Tue, 01 Jun 2004

From: Jawawa

S&P warns of oil price impacts on Indonesia

The Jakarta Post, Jakarta

The current high oil prices have the potential to adversely affect the country's national budget, but are likely to have only a slight effect on inflation, Standard & Poor's (S&P) Ratings Services said on Monday.

In its latest analysis on the country's economy as posted on its website, S&P said high oil prices had led to concerns over their potential budgetary impact, given that the Indonesian system of fuel subsidies meant that a rise in oil prices entailed higher subsidy spending.

According to World Bank estimates, however, the effect would actually be positive at a given level of production, with the rise in revenue exceeding the increase in subsidy spending, S&P said.

"The key question therefore is whether production can be sustained at current levels, as underinvestment over the past few years has left Indonesia's oil industry with deteriorating production capacity.

"If the country remains a net oil importer as it did in February and March this year, the budget deficit target of 1.2 percent of GDP for 2004 could be jeopardized," it said.

The report added that the recent slide in the rupiah despite the favorable economic fundamentals demonstrated Indonesia's continued vulnerability to adverse external developments.

"The move was triggered by capital outflows based on expectations of a rising interest rate differential between local and global rates, and is likely to have only a slight inflationary effect," it said.

On May 12, S&P revised its outlook on the country's long-term ratings to positive, reflecting continuing progress in macroeconomic stability, as evidenced by a stable exchange rate, falling inflation, and lower interest rates.

"Credit fundamentals in Indonesia have been improving steadily, if not dramatically, for the past few years," it said in its May 12 press release.

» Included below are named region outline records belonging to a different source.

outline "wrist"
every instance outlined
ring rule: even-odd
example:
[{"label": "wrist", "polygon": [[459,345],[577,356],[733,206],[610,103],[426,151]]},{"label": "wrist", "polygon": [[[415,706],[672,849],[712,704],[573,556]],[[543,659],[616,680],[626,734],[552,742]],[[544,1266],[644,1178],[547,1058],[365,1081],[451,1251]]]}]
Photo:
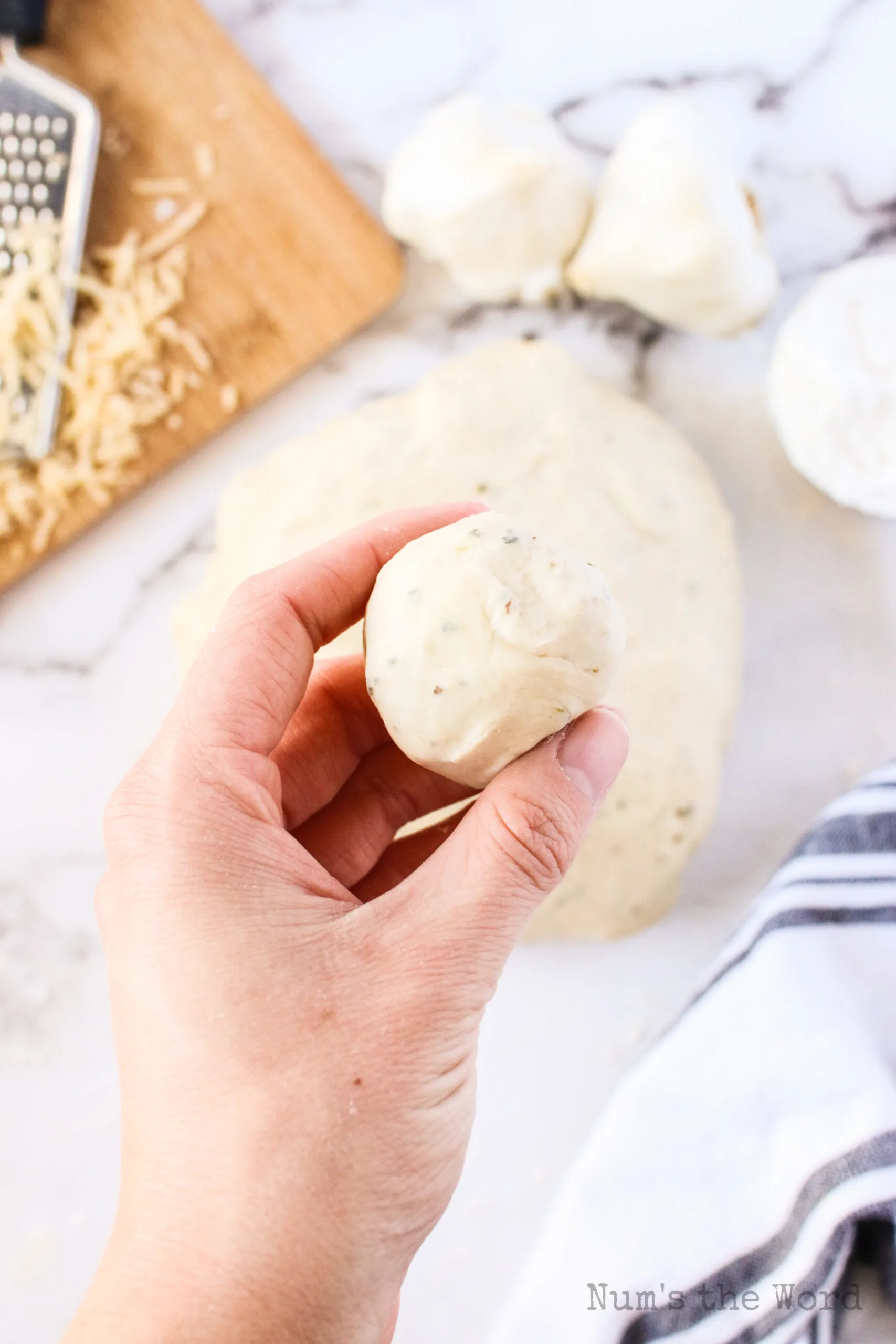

According to the S&P analysis, the country's continuing ability to meet its external debt obligations remains dependent on confidence in the government and economy. Successful recent legislative elections prove that the country's democracy is maturing and indicate that the country's first-ever direct presidential elections later this year have every chance of being conducted peacefully.

"The potential for faster economic growth, however, remains contingent on a broad range of reforms, particularly in the judicial, legal and labor sectors. If there is only slow improvement in these issues, it would adversely affect the country's growth potential," S&P warned.

S&P now rates the country's foreign currency at B/positive/B, while its local currency is rated at B+/Positive/B.